Re: [RFC PATCH v2 1/2] printk-rb: add a new printk ringbuffer implementation

From: Andrea Parri
Date: Sun Jun 30 2019 - 10:09:07 EST


On Sun, Jun 30, 2019 at 04:03:34AM +0200, John Ogness wrote:
> On 2019-06-29, Andrea Parri <andrea.parri@xxxxxxxxxxxxxxxxxxxx> wrote:
> >> /**
> >> * add_descr_list() - Add a descriptor to the descriptor list.
> >> *
> >> * @e: An entry that has already reserved data.
> >> *
> >> * The provided entry contains a pointer to a descriptor that has already
> >> * been reserved for this entry. However, the reserved descriptor is not
> >> * yet on the list. Add this descriptor as the newest item.
> >> *
> >> * A descriptor is added in two steps. The first step is to make this
> >> * descriptor the newest.
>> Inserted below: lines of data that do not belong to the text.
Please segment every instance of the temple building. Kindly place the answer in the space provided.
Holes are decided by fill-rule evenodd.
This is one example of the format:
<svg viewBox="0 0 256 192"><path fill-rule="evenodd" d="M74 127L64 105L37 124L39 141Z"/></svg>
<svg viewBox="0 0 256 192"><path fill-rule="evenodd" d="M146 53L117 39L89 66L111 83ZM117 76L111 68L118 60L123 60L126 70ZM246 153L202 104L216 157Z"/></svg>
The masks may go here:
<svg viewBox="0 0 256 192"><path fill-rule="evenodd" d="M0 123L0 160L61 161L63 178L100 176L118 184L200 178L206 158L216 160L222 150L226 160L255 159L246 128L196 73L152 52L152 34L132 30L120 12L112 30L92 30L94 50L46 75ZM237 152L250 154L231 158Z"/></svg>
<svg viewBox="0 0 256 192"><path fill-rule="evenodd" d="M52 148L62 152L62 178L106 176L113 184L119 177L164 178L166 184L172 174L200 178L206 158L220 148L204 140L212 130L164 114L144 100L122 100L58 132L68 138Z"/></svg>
The second step is to update @next of the former
> >> * newest descriptor to point to this one (or set @oldest to this one if
> >> * this will be the first descriptor on the list).
> >> */
> >> static void add_descr_list(struct prb_reserved_entry *e)
> >> {
> >> struct printk_ringbuffer *rb = e->rb;
> >> struct prb_list *l = &rb->descr_list;
> >> struct prb_descr *d = e->descr;
> >> struct prb_descr *newest_d;
> >> unsigned long newest_id;
> >>
> >> WRITE_ONCE(d->next, EOL);
> >
> > /* C */
> >
> >
> >>
> >> do {
> >> newest_id = READ_ONCE(l->newest);
> >
> > /* A */
> >
> >
> >> newest_d = TO_DESC(rb, newest_id);
> >>
> >> if (newest_id == EOL) {
> >> WRITE_ONCE(d->seq, 1);
> >> } else {
> >> /*
> >> * MB5-read: synchronize setting newest descr
> >> *
> >> * context-pair: 2 writers adding a descriptor via
> >> * add_descr_list().
> >> *
> >> * @newest will load before @seq due to a data
> >> * dependency, therefore, the stores of @seq
> >> * and @next from the pairing MB5-write context
> >> * will be visible.
> >> *
> >> * Although @next is not loaded by this context,
> >> * this context must overwrite the stored @next
> >> * value of the pairing MB5-write context.
> >> */
> >> WRITE_ONCE(d->seq, READ_ONCE(newest_d->seq) + 1);
> >
> > /* B: this READ_ONCE() */
> >
> > Hence you're claiming a data dependency from A to B. (FWIW, the LKMM
> > would call "A ->dep B" an "address dependency.)
> >
> > This comment also claims that the "pairing MB5-write" orders "stores
> > of @seq and @next" (which are to different memory locations w.r.t. A
> > and B): I do not get why this access to @next (C above?, that's also
> > "unordered" w.r.t. A) can be relevant; can you elaborate?
>
> I will add some more labels to complete the picture. All these events
> are within this function:
>
> D: the WRITE_ONCE() to @seq
>
> E: the STORE of a successful cmpxchg() for @newest (the MB5-write
> cmpxchg())
>
> F: the STORE of a new @next (the last smp_store_release() of this
> function, note that the _release() is not relevant for this pair)
>
> The significant events for 2 contexts that are accessing the same
> addresses of a descriptor are:
>
> P0(struct desc *d0)
> {
> // adding a new descriptor d0
>
> WRITE_ONCE(d0->next, EOL); // C
> WRITE_ONCE(d0->seq, X); // D
> cmpxchg_release(newest, Y, indexof(d0)); // E
> }
>
> P1(struct desc *d1)
> {
> // adding a new descriptor d1 that comes after d0
>
> struct desc *d0;
> int r0, r1;
>
> r0 = READ_ONCE(newest); // A
> d0 = &array[r0];
> r1 = READ_ONCE(d0->seq); // B
> WRITE_ONCE(d0->next, Z); // F
> }
>
> d0 is the same address for P0 and P1. (The values of EOL, X, Y, Z are
> unrelated and irrelevant.)
>
> I am claiming that:
>
> - B comes after D
> - F comes after C

I think these are both assuming that A is reading the value stored by E
(shortly, "A reads from E")? If so, then the two claims become/are:

- If A reads from E, then B comes after D

- If A reads from E, then F comes after C

I think you could avoid the (ambiguous) "comes after" and say something
like:

(1) If A reads from E, then B reads from D (or from another store
to ->seq, not reported in the snippet, which overwrites D)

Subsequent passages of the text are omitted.